Green the Bailout. The rejection of the Washington/Wall Street rescue is really the clarion call from regular Americans for investment in people and jobs and a new way of life and commerce. We assert those goals are served by aggressively pursuing the pollution-free, clean energy market principles of this century. The best plan out there to do just that is our own The New Apollo Program. Read it. Pass it on. 

– Keith Schneider

Details of House-Approved Energy Bill

September 19th, 2008

When she joined us at the Apollo Alliance reception in Denver last month, House Speaker Nancy Pelosi spoke at some length on her determination to pass what she called a “comprehensive energy proposal” in September that accomplished several objectives. Pelosi (see pix above with Apollo Chairman Phil Angelides, Representative Ed Markey (l. rear), and Board Member Leo Gerard) said she would propose new rules that allowed oil companies to drill offshore in more places in the United States. And, she said, Congress would embrace many of the recommendations made in The New Apollo Program to spur development of alternative energy, biofuels, next generation vehicles, public transit, and the millions of jobs such an investment would produce nationwide.

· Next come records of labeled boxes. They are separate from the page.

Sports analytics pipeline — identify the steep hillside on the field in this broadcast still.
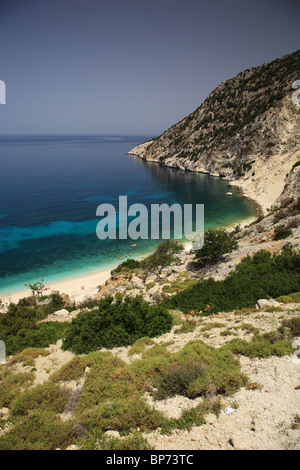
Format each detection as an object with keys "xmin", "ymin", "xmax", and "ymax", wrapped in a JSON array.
[{"xmin": 129, "ymin": 51, "xmax": 300, "ymax": 209}]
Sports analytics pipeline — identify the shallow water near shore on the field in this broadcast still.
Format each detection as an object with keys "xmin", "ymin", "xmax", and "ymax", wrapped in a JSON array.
[{"xmin": 0, "ymin": 136, "xmax": 256, "ymax": 295}]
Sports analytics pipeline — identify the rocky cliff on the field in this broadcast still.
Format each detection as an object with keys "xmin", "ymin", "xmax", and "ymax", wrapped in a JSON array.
[{"xmin": 129, "ymin": 51, "xmax": 300, "ymax": 210}]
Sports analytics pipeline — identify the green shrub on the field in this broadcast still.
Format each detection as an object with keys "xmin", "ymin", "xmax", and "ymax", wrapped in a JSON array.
[
  {"xmin": 63, "ymin": 297, "xmax": 172, "ymax": 354},
  {"xmin": 274, "ymin": 225, "xmax": 293, "ymax": 240},
  {"xmin": 154, "ymin": 341, "xmax": 246, "ymax": 399},
  {"xmin": 0, "ymin": 294, "xmax": 69, "ymax": 355},
  {"xmin": 0, "ymin": 366, "xmax": 34, "ymax": 408},
  {"xmin": 95, "ymin": 432, "xmax": 153, "ymax": 451},
  {"xmin": 7, "ymin": 348, "xmax": 50, "ymax": 366},
  {"xmin": 128, "ymin": 336, "xmax": 155, "ymax": 356},
  {"xmin": 11, "ymin": 381, "xmax": 68, "ymax": 416},
  {"xmin": 111, "ymin": 259, "xmax": 140, "ymax": 276},
  {"xmin": 140, "ymin": 240, "xmax": 183, "ymax": 271},
  {"xmin": 163, "ymin": 245, "xmax": 300, "ymax": 315},
  {"xmin": 0, "ymin": 411, "xmax": 77, "ymax": 450}
]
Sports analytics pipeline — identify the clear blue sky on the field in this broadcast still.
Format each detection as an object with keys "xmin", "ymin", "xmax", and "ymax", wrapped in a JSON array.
[{"xmin": 0, "ymin": 0, "xmax": 300, "ymax": 135}]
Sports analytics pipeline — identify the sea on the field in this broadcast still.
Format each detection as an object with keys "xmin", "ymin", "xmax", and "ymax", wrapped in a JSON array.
[{"xmin": 0, "ymin": 135, "xmax": 256, "ymax": 296}]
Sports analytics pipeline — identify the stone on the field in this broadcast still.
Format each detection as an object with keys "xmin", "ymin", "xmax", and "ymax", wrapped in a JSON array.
[
  {"xmin": 130, "ymin": 276, "xmax": 145, "ymax": 289},
  {"xmin": 0, "ymin": 407, "xmax": 9, "ymax": 420},
  {"xmin": 105, "ymin": 430, "xmax": 120, "ymax": 439},
  {"xmin": 204, "ymin": 413, "xmax": 217, "ymax": 424},
  {"xmin": 53, "ymin": 308, "xmax": 69, "ymax": 317},
  {"xmin": 257, "ymin": 299, "xmax": 280, "ymax": 308}
]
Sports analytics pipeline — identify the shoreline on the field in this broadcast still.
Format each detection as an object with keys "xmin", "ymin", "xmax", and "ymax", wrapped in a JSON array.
[{"xmin": 1, "ymin": 212, "xmax": 256, "ymax": 304}]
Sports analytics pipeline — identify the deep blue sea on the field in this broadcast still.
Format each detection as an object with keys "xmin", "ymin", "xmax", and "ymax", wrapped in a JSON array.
[{"xmin": 0, "ymin": 136, "xmax": 255, "ymax": 295}]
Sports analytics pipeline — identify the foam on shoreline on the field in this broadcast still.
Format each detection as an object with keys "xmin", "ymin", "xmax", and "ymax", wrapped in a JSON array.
[{"xmin": 1, "ymin": 213, "xmax": 255, "ymax": 304}]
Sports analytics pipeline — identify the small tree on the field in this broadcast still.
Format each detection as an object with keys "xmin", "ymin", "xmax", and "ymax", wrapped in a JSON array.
[
  {"xmin": 195, "ymin": 229, "xmax": 238, "ymax": 263},
  {"xmin": 25, "ymin": 279, "xmax": 45, "ymax": 297},
  {"xmin": 141, "ymin": 240, "xmax": 183, "ymax": 271}
]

Earlier this week, the U.S. House of Representatives, by a vote of 236-189, approved the energy bill that Pelosi outlined in Denver. The compromise legislation proposes to both open up new areas of the country to oil extraction and significantly increase federal support and incentives for renewables, energy efficiency, and other clean energy programs. The bill calls for a national renewable energy portfolio standard of 15 percent by 2020. The Senate has begun work on its own energy initiative.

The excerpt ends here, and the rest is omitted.